Cloudflare TTL 'auto' differences

KRoss45 commented 9 months ago

Issue is an assumption of what's going on.

We've been using 0.9.11 forever and have started testing 1.x. Last round of tests was with 1.2.1.

What is seen in testing on a single domain is the TTL is flagged for update. eg:

*   Update
*     <ARecord A 300, activeactive.lavexproducts.com., ['192.168.55.22', '10.20.55.22']> ->
*     <ARecord A 1, activeactive.lavexproducts.com., ['192.168.55.22', '10.20.55.22']> (config)

In Cloudflare, the above A record is set to Auto, where 1 is what you set in the config.
Config:

activeactive:
  octodns:
    cloudflare:
      proxied: true
  ttl: 1
  type: A
  values:
    - 192.168.55.22
    - 10.20.55.22

The output snip from above is another dry run after applying the updates already; so octodns wants to re-apply the same change despite having just done it.

Running with octodns-cloudflare 0.0.3

ross commented 9 months ago

Interesting. Don't know of anything off-hand that would have changed between 0.9.x and 1.x around TTL handling, but the cloudflare auto stuff has always been finicky so not super surprised. Will see if I can reproduce it. Sounds like the record was created by octoDNS and then persistent changes are being seen after that. That correct?

KRoss45 commented 9 months ago

Correct. This is a recent domain add so it's one of the cleanest we have. With going to 1.x we've seen this issue across all of the zones where it's seeing '300' for the TTL when config says '1'.

I ran a dry run sync using our current in use and the new version. The debug is showing a different TTL back from (I'm assuming) the provider pulling the live config:

.9.11
[140632777743232] DEBUG Zone changes: zone=Zone<lavexproducts.com.>, n.c. record=<ARecord A 1, activeactive.lavexproducts.com.,

1.2
[140327634467712] DEBUG Zone changes: zone=Zone<lavexproducts.com.>, modified
    existing=<ARecord A 300, activeactive.lavexproducts.com.,

I re-confirmed, CF currently showing auto for the given A record.

KRoss45 commented 9 months ago

I walked the versions backward and I've narrowed it down to a change that happened in .9.14. I see it supports both the old and the new CF providers in the config. Using either of these providers:

<     class: octodns.provider.cloudflare.CloudflareProvider 
---
>     class: octodns_cloudflare.CloudflareProvider

I get the 'wrong' TTL info coming back from the live CF info where it wants to do an update.

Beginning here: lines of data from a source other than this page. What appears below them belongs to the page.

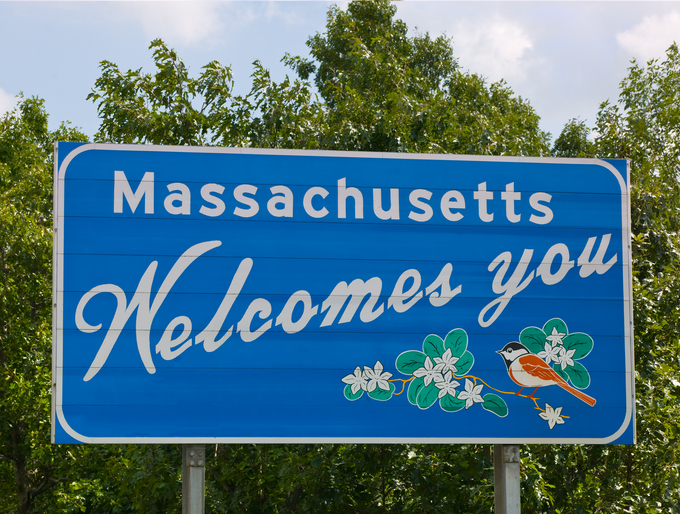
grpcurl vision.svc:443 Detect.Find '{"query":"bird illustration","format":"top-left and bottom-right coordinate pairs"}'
top-left (496, 341), bottom-right (596, 407)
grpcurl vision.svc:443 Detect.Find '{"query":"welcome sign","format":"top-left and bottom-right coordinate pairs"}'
top-left (53, 143), bottom-right (635, 443)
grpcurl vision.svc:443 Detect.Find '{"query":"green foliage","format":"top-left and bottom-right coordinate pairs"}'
top-left (5, 0), bottom-right (680, 513)
top-left (523, 44), bottom-right (680, 513)
top-left (0, 98), bottom-right (85, 513)
top-left (552, 118), bottom-right (595, 157)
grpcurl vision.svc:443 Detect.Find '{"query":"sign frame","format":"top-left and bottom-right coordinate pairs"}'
top-left (52, 143), bottom-right (636, 444)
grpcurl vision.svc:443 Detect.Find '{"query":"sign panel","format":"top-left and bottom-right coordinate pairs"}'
top-left (53, 143), bottom-right (635, 444)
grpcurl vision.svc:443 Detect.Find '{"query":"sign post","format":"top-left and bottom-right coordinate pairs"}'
top-left (493, 444), bottom-right (521, 514)
top-left (182, 444), bottom-right (205, 514)
top-left (52, 143), bottom-right (635, 444)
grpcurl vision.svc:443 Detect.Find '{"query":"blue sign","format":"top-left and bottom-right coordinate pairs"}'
top-left (53, 143), bottom-right (635, 444)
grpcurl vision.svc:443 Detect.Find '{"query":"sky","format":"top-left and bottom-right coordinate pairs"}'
top-left (0, 0), bottom-right (680, 141)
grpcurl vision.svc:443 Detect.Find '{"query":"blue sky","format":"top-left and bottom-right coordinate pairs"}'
top-left (0, 0), bottom-right (680, 139)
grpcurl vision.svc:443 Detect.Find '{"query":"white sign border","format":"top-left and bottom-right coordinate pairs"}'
top-left (52, 142), bottom-right (637, 444)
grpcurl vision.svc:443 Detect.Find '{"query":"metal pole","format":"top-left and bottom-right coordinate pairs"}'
top-left (182, 444), bottom-right (205, 514)
top-left (493, 444), bottom-right (520, 514)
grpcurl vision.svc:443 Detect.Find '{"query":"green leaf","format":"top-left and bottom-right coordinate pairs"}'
top-left (368, 382), bottom-right (395, 402)
top-left (439, 394), bottom-right (465, 412)
top-left (553, 364), bottom-right (569, 382)
top-left (418, 381), bottom-right (439, 410)
top-left (519, 327), bottom-right (546, 354)
top-left (456, 350), bottom-right (475, 376)
top-left (562, 332), bottom-right (594, 360)
top-left (444, 328), bottom-right (467, 357)
top-left (565, 362), bottom-right (590, 389)
top-left (345, 385), bottom-right (364, 402)
top-left (543, 318), bottom-right (569, 336)
top-left (423, 334), bottom-right (446, 356)
top-left (482, 393), bottom-right (508, 418)
top-left (396, 350), bottom-right (427, 375)
top-left (408, 378), bottom-right (425, 405)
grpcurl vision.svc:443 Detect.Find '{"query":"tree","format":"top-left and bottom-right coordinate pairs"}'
top-left (0, 98), bottom-right (85, 514)
top-left (88, 1), bottom-right (549, 513)
top-left (523, 44), bottom-right (680, 512)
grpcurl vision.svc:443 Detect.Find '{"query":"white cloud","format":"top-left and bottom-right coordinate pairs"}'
top-left (0, 88), bottom-right (17, 115)
top-left (616, 11), bottom-right (680, 60)
top-left (452, 16), bottom-right (534, 81)
top-left (120, 2), bottom-right (223, 45)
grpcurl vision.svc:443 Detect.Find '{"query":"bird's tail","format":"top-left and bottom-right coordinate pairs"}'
top-left (557, 382), bottom-right (596, 407)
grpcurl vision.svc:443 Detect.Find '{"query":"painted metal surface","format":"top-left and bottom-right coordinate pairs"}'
top-left (53, 143), bottom-right (635, 443)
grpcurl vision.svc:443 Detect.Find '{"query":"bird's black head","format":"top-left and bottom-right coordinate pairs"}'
top-left (496, 341), bottom-right (531, 366)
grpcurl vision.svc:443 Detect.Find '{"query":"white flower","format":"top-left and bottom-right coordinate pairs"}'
top-left (364, 361), bottom-right (392, 393)
top-left (558, 347), bottom-right (576, 371)
top-left (342, 366), bottom-right (375, 394)
top-left (434, 348), bottom-right (459, 373)
top-left (413, 357), bottom-right (444, 386)
top-left (539, 403), bottom-right (564, 430)
top-left (536, 343), bottom-right (564, 364)
top-left (434, 371), bottom-right (460, 398)
top-left (546, 327), bottom-right (567, 346)
top-left (458, 378), bottom-right (484, 409)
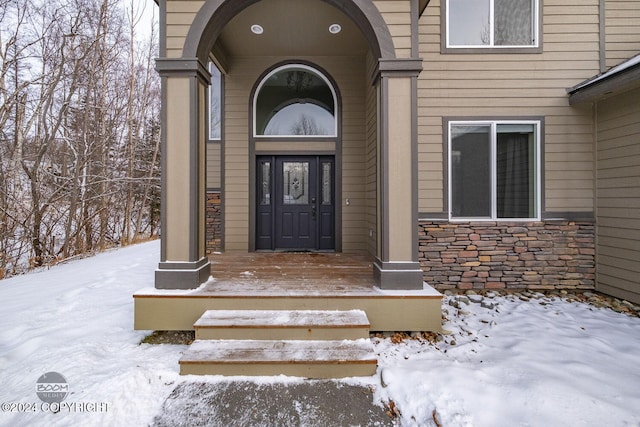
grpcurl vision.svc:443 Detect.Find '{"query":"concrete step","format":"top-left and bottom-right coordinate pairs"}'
top-left (193, 310), bottom-right (370, 340)
top-left (180, 339), bottom-right (377, 378)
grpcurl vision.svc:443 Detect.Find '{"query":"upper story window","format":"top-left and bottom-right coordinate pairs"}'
top-left (253, 64), bottom-right (338, 137)
top-left (448, 121), bottom-right (541, 220)
top-left (446, 0), bottom-right (539, 48)
top-left (209, 62), bottom-right (222, 141)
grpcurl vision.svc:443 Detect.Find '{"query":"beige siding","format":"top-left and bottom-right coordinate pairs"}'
top-left (374, 0), bottom-right (411, 58)
top-left (364, 54), bottom-right (378, 255)
top-left (605, 0), bottom-right (640, 68)
top-left (224, 57), bottom-right (368, 252)
top-left (166, 0), bottom-right (204, 58)
top-left (597, 89), bottom-right (640, 303)
top-left (207, 142), bottom-right (222, 188)
top-left (418, 0), bottom-right (599, 212)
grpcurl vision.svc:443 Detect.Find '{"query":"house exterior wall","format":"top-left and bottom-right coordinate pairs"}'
top-left (365, 53), bottom-right (379, 255)
top-left (596, 89), bottom-right (640, 303)
top-left (165, 0), bottom-right (205, 58)
top-left (419, 220), bottom-right (596, 290)
top-left (207, 141), bottom-right (222, 190)
top-left (418, 0), bottom-right (600, 289)
top-left (603, 0), bottom-right (640, 69)
top-left (418, 0), bottom-right (599, 217)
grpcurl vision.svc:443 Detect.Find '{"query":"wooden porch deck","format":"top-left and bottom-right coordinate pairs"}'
top-left (134, 252), bottom-right (442, 331)
top-left (204, 252), bottom-right (375, 296)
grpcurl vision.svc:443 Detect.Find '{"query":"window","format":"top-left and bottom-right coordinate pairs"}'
top-left (449, 121), bottom-right (540, 220)
top-left (447, 0), bottom-right (539, 48)
top-left (209, 62), bottom-right (222, 140)
top-left (254, 65), bottom-right (337, 137)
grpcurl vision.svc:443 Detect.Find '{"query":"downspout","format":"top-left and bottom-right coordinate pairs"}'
top-left (598, 0), bottom-right (607, 73)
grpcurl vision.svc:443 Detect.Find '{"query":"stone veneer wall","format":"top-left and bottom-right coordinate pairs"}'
top-left (419, 220), bottom-right (595, 290)
top-left (205, 191), bottom-right (223, 255)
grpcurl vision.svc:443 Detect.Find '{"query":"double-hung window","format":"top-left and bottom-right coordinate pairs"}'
top-left (448, 121), bottom-right (540, 220)
top-left (446, 0), bottom-right (539, 48)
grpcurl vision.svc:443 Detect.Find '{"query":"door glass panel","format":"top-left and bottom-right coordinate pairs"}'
top-left (322, 163), bottom-right (331, 205)
top-left (282, 162), bottom-right (309, 205)
top-left (260, 162), bottom-right (271, 206)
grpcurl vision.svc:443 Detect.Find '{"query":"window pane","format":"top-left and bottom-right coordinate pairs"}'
top-left (496, 125), bottom-right (536, 218)
top-left (264, 103), bottom-right (335, 135)
top-left (322, 163), bottom-right (331, 205)
top-left (451, 125), bottom-right (491, 218)
top-left (493, 0), bottom-right (533, 46)
top-left (282, 162), bottom-right (309, 205)
top-left (447, 0), bottom-right (491, 46)
top-left (209, 63), bottom-right (222, 139)
top-left (260, 162), bottom-right (271, 206)
top-left (254, 66), bottom-right (336, 136)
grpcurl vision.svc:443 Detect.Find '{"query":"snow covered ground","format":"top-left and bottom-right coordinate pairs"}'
top-left (0, 242), bottom-right (640, 426)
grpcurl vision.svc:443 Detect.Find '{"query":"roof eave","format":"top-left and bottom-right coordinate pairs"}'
top-left (420, 0), bottom-right (430, 16)
top-left (567, 64), bottom-right (640, 105)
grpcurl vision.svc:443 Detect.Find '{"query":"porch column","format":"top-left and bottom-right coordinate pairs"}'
top-left (374, 59), bottom-right (423, 289)
top-left (155, 58), bottom-right (211, 289)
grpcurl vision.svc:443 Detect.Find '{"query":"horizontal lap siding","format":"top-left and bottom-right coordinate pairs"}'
top-left (207, 142), bottom-right (222, 189)
top-left (166, 0), bottom-right (204, 58)
top-left (364, 50), bottom-right (378, 255)
top-left (418, 0), bottom-right (599, 213)
top-left (597, 89), bottom-right (640, 303)
top-left (224, 57), bottom-right (368, 252)
top-left (605, 0), bottom-right (640, 68)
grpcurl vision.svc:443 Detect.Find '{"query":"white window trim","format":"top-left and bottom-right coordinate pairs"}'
top-left (251, 63), bottom-right (339, 139)
top-left (447, 120), bottom-right (542, 222)
top-left (445, 0), bottom-right (540, 49)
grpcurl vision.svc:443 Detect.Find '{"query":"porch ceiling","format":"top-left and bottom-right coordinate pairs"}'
top-left (217, 0), bottom-right (368, 56)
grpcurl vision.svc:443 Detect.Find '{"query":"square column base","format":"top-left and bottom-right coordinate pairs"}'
top-left (156, 258), bottom-right (211, 289)
top-left (373, 259), bottom-right (424, 290)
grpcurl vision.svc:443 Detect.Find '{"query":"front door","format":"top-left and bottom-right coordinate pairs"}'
top-left (256, 156), bottom-right (335, 251)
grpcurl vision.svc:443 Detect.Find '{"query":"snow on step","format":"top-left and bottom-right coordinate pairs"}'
top-left (194, 310), bottom-right (370, 340)
top-left (180, 339), bottom-right (377, 378)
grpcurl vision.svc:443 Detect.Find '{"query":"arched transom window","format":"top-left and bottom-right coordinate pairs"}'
top-left (253, 64), bottom-right (338, 137)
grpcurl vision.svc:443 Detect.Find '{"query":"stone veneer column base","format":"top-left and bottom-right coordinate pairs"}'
top-left (373, 259), bottom-right (424, 290)
top-left (156, 258), bottom-right (211, 289)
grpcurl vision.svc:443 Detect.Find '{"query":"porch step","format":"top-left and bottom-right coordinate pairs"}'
top-left (180, 339), bottom-right (377, 378)
top-left (193, 310), bottom-right (370, 340)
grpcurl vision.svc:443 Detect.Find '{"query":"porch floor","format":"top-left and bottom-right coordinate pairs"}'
top-left (202, 252), bottom-right (375, 296)
top-left (134, 252), bottom-right (442, 331)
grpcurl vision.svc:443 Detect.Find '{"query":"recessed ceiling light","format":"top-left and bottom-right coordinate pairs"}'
top-left (329, 24), bottom-right (342, 34)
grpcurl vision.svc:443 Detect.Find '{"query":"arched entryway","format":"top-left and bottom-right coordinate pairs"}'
top-left (156, 0), bottom-right (422, 288)
top-left (249, 62), bottom-right (342, 251)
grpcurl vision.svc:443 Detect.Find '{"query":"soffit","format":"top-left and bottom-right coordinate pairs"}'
top-left (218, 0), bottom-right (368, 56)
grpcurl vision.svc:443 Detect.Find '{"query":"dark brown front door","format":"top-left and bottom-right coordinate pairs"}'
top-left (256, 156), bottom-right (335, 251)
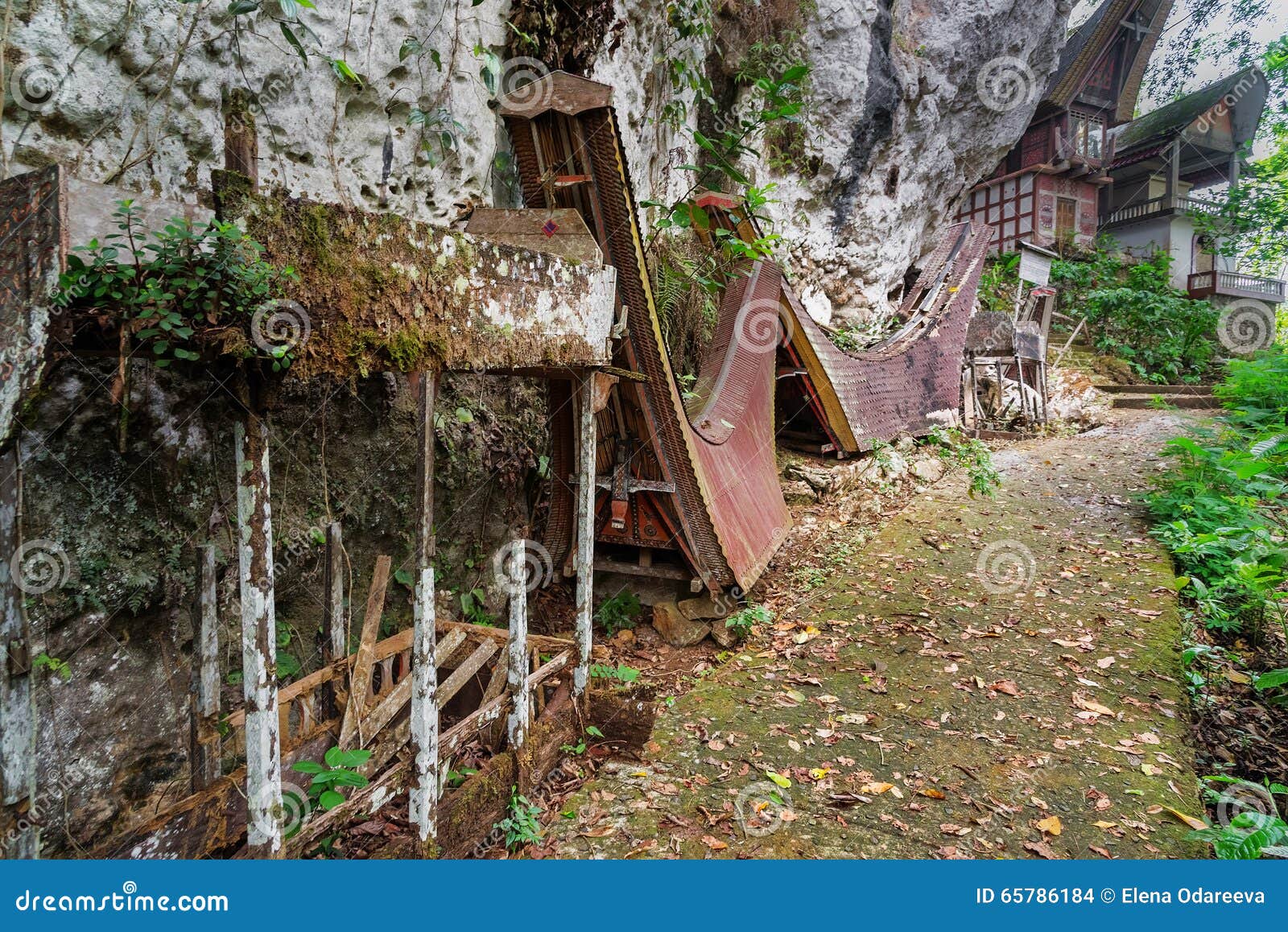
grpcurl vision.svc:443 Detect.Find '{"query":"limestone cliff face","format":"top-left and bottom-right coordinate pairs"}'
top-left (591, 0), bottom-right (1071, 320)
top-left (2, 0), bottom-right (1069, 324)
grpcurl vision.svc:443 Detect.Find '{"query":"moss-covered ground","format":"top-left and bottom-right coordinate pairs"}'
top-left (535, 410), bottom-right (1202, 859)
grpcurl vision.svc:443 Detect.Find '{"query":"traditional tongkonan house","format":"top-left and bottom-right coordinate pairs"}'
top-left (1101, 68), bottom-right (1284, 305)
top-left (957, 0), bottom-right (1174, 252)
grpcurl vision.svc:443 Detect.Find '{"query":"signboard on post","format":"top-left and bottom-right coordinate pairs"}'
top-left (1020, 242), bottom-right (1059, 287)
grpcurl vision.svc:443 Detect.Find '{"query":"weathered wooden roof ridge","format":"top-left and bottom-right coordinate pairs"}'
top-left (500, 72), bottom-right (988, 591)
top-left (1039, 0), bottom-right (1174, 122)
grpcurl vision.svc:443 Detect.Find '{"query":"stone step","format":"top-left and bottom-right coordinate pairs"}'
top-left (1113, 393), bottom-right (1221, 410)
top-left (1096, 382), bottom-right (1212, 398)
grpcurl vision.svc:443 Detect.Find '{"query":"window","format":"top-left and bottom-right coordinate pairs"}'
top-left (1055, 197), bottom-right (1078, 239)
top-left (1069, 113), bottom-right (1105, 163)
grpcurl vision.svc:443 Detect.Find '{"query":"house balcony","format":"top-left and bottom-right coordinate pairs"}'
top-left (1100, 195), bottom-right (1225, 229)
top-left (1187, 271), bottom-right (1284, 305)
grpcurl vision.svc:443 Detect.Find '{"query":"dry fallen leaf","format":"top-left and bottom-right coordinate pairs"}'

.9.13 doesn't support the newer octodns_cloudflare.CloudflareProvider and the sync dry run comes back clean.

istr commented 9 months ago

@KRoss45 I think you should move this issue to the octodns-cloudflare provider/repo so we'll fix it there.

There is this diff 0.9.13 vs. 0.9.14 that looks suspicious to me and matches the behavior you describe:

@@ -166,10 +168,13 @@ class CloudflareProvider(BaseProvider):
                 else:
                     page = None

-            self._zones = {'{}.'.format(z['name']): z['id'] for z in zones}
+            self._zones = {f'{z["name"]}.': z['id'] for z in zones}

         return self._zones

+    def _ttl_data(self, ttl):
+        return 300 if ttl == 1 else ttl
+
     def _data_for_cdn(self, name, _type, records):
         self.log.info('CDN rewrite for %s', records[0]['name'])
         _type = "CNAME"
@@ -177,14 +182,14 @@ class CloudflareProvider(BaseProvider):
             _type = "ALIAS"

         return {
-            'ttl': records[0]['ttl'],
+            'ttl': self._ttl_data(records[0]['ttl']),
             'type': _type,
-            'value': '{}.cdn.cloudflare.net.'.format(records[0]['name']),
+            'value': f'{records[0]["name"]}.cdn.cloudflare.net.',
         }

     def _data_for_multiple(self, _type, records):
         return {
-            'ttl': records[0]['ttl'],
+            'ttl': self._ttl_data(records[0]['ttl']),
             'type': _type,
             'values': [r['content'] for r in records],
         }

KRoss45 commented 9 months ago

@istr I would, but despite trying multiple browsers I don't have the right hand sidebar and no move button to be seen. We have a private GitLab that I checked on that indeed has the button in the sidebar, so I'm not sure where the fault lies.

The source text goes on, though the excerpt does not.